Firstly, it is important to consider the transition as a complex and dynamic process. We believe the merging of two rivers is a helpful metaphor for describing the transition. Both have their own flow forces which, upon converging, overlap each other and form new flow conditions. Similarly, families are not just a place where children and parents deal with the transition. Instead, families themselves as social figurations are exposed to new dynamics in the transition by virtue of being interwoven with the school order. They integrate new requirements into their existing structures, which keep on working but are also given new directional impetus.

Secondly, the analysis of the transition needs to acknowledge multiple perspectives. Nursery, school and family all do have a duty, or intention, to ensure that the transition to school is “successful”. However, in terms of what this means for each of them, we see different perspectives and, to a certain extent, also latent or explicit contradictions emerging. On the one hand, this is significant with regard to questions of social recognition. When, for example, it is argued that a congruence of rules and orientations between family and primary school supports a positive process of transition (Walper and Ross 2001), this casts a problematic perspective on forms of familial life in which this kind of congruence either does not exist or exists to a lesser extent.

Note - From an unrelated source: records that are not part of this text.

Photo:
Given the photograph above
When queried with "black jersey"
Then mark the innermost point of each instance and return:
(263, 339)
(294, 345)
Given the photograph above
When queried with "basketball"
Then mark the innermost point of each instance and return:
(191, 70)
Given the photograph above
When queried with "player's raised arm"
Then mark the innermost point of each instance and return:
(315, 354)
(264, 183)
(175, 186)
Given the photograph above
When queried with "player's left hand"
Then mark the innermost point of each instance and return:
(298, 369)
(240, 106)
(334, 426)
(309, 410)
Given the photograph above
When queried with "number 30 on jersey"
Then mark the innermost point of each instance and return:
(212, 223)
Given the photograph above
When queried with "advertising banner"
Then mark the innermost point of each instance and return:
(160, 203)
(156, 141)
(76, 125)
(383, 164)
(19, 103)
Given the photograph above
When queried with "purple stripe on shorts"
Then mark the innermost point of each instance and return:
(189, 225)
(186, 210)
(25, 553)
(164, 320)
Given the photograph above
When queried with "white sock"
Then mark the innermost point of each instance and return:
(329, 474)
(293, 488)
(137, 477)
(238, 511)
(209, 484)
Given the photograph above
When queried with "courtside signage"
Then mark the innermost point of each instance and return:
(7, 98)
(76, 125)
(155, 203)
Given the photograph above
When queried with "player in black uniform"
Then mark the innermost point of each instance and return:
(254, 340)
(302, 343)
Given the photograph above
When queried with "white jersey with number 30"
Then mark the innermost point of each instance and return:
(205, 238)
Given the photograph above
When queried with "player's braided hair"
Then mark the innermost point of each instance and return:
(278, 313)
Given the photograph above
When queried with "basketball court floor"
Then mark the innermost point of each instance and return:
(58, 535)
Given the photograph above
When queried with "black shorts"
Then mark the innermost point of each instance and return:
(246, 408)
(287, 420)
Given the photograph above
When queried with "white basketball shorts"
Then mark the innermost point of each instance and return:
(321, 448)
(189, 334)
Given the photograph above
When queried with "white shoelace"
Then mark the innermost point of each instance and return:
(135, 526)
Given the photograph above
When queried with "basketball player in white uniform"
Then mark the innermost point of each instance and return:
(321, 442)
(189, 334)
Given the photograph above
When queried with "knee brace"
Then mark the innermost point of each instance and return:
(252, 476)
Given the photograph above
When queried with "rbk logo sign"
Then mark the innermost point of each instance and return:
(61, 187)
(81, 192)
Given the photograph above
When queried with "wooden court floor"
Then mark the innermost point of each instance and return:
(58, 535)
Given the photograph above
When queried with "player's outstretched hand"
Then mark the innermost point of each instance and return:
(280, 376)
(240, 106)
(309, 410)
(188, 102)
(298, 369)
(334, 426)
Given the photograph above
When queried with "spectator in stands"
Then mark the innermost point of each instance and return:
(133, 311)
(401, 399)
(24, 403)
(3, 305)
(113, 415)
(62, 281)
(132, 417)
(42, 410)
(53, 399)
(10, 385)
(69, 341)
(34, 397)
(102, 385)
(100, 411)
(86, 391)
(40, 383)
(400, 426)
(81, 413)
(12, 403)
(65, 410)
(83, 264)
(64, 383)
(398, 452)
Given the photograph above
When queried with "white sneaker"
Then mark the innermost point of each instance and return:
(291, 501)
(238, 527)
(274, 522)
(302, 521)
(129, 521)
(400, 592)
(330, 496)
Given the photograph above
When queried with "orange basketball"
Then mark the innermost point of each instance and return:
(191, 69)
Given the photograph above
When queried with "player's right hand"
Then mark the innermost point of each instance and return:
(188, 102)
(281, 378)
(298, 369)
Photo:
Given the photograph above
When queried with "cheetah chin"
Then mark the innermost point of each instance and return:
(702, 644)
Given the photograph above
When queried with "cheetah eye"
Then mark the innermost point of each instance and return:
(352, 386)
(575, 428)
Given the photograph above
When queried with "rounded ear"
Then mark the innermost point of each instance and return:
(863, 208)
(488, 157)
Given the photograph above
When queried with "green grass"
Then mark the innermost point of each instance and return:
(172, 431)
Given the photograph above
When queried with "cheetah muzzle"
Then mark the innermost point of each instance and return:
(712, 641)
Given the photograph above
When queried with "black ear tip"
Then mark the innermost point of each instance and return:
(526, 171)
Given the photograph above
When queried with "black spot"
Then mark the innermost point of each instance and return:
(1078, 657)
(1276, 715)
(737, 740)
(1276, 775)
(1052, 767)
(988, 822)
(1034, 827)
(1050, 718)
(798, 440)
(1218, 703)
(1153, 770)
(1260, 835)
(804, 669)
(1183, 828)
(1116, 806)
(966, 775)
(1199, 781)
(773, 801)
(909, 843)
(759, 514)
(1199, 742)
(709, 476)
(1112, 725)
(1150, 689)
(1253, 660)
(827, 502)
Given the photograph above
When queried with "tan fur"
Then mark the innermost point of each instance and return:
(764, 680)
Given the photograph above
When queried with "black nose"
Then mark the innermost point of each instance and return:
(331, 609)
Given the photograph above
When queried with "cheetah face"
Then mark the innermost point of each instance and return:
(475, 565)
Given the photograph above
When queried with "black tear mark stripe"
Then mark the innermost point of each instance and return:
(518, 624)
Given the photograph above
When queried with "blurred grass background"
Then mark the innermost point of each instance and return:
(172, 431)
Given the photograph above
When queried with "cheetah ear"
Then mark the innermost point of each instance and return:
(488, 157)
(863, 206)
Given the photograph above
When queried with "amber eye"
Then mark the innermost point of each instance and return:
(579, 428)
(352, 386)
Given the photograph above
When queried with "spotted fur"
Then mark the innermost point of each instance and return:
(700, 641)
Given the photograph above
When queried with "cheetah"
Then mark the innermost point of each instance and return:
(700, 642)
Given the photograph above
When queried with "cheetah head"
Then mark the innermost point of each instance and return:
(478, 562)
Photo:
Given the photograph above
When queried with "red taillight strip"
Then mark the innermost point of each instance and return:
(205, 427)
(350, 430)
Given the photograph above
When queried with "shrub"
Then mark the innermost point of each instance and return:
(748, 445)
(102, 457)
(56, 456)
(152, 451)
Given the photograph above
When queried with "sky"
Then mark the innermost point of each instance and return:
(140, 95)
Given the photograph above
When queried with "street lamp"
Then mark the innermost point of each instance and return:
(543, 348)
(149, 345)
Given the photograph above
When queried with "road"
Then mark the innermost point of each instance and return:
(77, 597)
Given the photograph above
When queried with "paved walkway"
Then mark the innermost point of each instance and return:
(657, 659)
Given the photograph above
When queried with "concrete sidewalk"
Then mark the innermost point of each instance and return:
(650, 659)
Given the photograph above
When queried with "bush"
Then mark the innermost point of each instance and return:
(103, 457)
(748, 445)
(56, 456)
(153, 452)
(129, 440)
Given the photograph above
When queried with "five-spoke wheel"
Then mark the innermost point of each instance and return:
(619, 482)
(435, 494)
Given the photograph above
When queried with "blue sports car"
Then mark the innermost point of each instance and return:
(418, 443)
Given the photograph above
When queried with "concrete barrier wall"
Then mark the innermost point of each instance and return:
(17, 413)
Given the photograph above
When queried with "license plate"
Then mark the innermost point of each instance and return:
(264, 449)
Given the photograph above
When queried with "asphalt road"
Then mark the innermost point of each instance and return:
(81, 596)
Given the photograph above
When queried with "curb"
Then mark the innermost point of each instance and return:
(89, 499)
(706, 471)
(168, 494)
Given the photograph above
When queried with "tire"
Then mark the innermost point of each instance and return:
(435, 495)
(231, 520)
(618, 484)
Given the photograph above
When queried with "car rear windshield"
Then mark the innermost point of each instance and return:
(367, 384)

The normatively uncritical operationalisation of a successful transition from a pedagogical-institutional perspective is in danger of contributing to the reification of pedagogical normative notions and reinforcing structural discrimination within the education system. In terms of the two cases presented above, this means that the families’ relation to school can be seen as ambivalent. While this is quite obvious in the case of the Carter family, it also applies to the Feltz family. The congruence between family and school is not only a resource but could also make it difficult to deal with problems Finn might have in school someday. Furthermore, different perspectives also interfere in the family itself, which absorbs different requirements from different contexts. The family should therefore not be seen as a homogenous unit but as a constellation of actors addressing differences.

Thirdly, the analysis of transition processes requires reflexivity. This means familial practices or institutional structures must not only be described but also analysed in their discursive context and with respect to their normative framing. This includes identifying the power relations between the actors, determining practices of addressing, and identifying discursive attributions. All actors involved in the transition not only carry out the tasks it entails; they are also involved, each in their own way, in producing the transition as a social construct. In addition to our figuration theory perspective, the pedagogical approaches within actor-network theory (Fenwick and Edwards 2010), for example, would be suited to the analytical work necessary for this.

In summary, this means – from both a scientific and a pedagogical-practical perspective – we should not only be asking how the transition is executed, but also what it is that defines how it is executed.